The homeowner needs a siding job and sets out to collect several bids. If your bid is among them, a scope of work that describes in detail what you plan to do will add credibility and will help your company get the job — especially if other proposals are slim on specifics.
After visiting prospects to present his plans for a siding job, owner Steven Jones, of Tulsa Renew, an Oklahoma home improvement company, emails prospects a three-page PDF of his proposal. That document begins with a one-page executive summary that lays out the company's goal as concerns client experience. Subsequent information presents in bullet-point form everything that Jones and his crew will do to the property. Homeowners may scratch their heads when Jones talks about replacing soffit and fascia, but “professionals are detailed,” Jones says. “If you hired an architect, you'd expect detailed drawings of what you want and how it's done. You don't want a brief overview.”

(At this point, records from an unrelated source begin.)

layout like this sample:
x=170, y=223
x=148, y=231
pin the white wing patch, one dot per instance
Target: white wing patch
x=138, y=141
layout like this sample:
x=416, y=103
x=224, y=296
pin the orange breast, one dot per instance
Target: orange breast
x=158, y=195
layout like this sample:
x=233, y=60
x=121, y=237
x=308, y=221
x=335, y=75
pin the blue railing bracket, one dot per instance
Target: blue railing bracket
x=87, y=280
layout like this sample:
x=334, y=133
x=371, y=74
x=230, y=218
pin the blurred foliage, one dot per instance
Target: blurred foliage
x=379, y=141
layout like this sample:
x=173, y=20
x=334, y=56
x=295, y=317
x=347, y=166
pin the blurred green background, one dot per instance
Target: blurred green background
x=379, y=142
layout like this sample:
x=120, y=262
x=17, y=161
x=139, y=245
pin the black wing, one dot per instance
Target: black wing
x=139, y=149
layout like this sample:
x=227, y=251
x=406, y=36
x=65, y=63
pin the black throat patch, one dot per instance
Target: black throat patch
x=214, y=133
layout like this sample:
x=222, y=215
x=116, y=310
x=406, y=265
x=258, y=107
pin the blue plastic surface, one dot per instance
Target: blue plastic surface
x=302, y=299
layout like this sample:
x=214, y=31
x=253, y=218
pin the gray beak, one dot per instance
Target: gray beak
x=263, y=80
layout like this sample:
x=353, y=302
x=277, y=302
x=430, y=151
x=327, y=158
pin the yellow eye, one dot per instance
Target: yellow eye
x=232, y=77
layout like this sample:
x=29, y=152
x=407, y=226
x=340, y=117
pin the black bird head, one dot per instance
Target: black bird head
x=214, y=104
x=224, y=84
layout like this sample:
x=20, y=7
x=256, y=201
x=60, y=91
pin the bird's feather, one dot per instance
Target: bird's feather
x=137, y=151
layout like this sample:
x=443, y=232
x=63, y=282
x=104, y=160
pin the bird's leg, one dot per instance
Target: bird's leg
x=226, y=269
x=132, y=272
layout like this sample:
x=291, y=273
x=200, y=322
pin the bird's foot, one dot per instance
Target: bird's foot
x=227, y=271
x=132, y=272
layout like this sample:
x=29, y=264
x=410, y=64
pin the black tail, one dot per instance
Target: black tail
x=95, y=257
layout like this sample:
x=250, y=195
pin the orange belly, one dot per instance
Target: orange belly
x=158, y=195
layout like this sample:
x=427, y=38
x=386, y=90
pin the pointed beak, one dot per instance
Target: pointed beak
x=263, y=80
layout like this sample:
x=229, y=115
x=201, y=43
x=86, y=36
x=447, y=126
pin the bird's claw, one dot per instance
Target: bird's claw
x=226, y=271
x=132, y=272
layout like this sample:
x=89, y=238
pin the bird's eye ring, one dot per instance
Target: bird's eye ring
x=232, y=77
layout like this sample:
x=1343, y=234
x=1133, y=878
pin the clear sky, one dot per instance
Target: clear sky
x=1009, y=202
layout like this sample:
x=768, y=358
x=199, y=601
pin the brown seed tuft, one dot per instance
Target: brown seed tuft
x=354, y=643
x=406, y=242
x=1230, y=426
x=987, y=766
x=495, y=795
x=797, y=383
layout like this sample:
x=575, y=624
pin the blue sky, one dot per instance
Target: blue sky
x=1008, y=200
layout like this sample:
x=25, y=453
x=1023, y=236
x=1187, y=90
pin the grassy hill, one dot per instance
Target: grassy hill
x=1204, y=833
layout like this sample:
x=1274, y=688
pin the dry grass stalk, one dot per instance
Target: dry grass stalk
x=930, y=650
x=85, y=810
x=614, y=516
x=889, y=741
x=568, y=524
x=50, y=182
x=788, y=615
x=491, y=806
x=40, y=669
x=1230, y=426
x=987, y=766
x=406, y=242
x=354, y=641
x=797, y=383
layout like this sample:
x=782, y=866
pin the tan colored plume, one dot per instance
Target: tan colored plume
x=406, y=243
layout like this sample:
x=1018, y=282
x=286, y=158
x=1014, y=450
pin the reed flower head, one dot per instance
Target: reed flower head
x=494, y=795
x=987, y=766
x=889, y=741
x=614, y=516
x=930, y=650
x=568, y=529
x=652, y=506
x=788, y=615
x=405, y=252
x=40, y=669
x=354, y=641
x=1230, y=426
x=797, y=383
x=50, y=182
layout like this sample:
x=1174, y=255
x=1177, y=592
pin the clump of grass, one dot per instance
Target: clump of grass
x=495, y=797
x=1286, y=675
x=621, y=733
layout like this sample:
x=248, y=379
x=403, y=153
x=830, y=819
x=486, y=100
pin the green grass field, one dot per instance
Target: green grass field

ENDLESS OPTIONS Jason Kersch, of Major Homes, a home improvement company in Bayside, N.Y., sells vinyl jobs. Those jobs need to be “incredibly detailed” to be a convincing renovation game plan for New York consumers. “Right now, people are very detailed about what they want to see,” Kersch says. “They've been online, they know the manufacturers, they'll have six companies listed and they'll say: ‘Tell me about these.'”
To “build the job up” in the minds of his prospects, Kersch photographs homes and supplies owners with computer-generated images of what the house might look like with different colors, textures, styles, and trim. That way owners can “figure out exactly how they want it to look and not risk doing it and hating it.”
VIDEO UPLOAD Along with his PDF proposal, Jones includes a link to a video, posted on YouTube, typically five or six minutes in length. In the video, Jones walks the house and describes how the job will be installed, including resolving problem situations. If Tulsa Renews earns that business, the video is updated daily by crew leaders from their smartphones so that customers know what's been accomplished on their fiber-cement siding project.
Providing abundant job details at the proposal stage signals that contractors will communicate throughout, and was recently key to Jones landing a $20,000-plus job. “I want them to know that I care about the house,” he says, “and how they feel about it, and that if they have concerns, those will be taken care of.”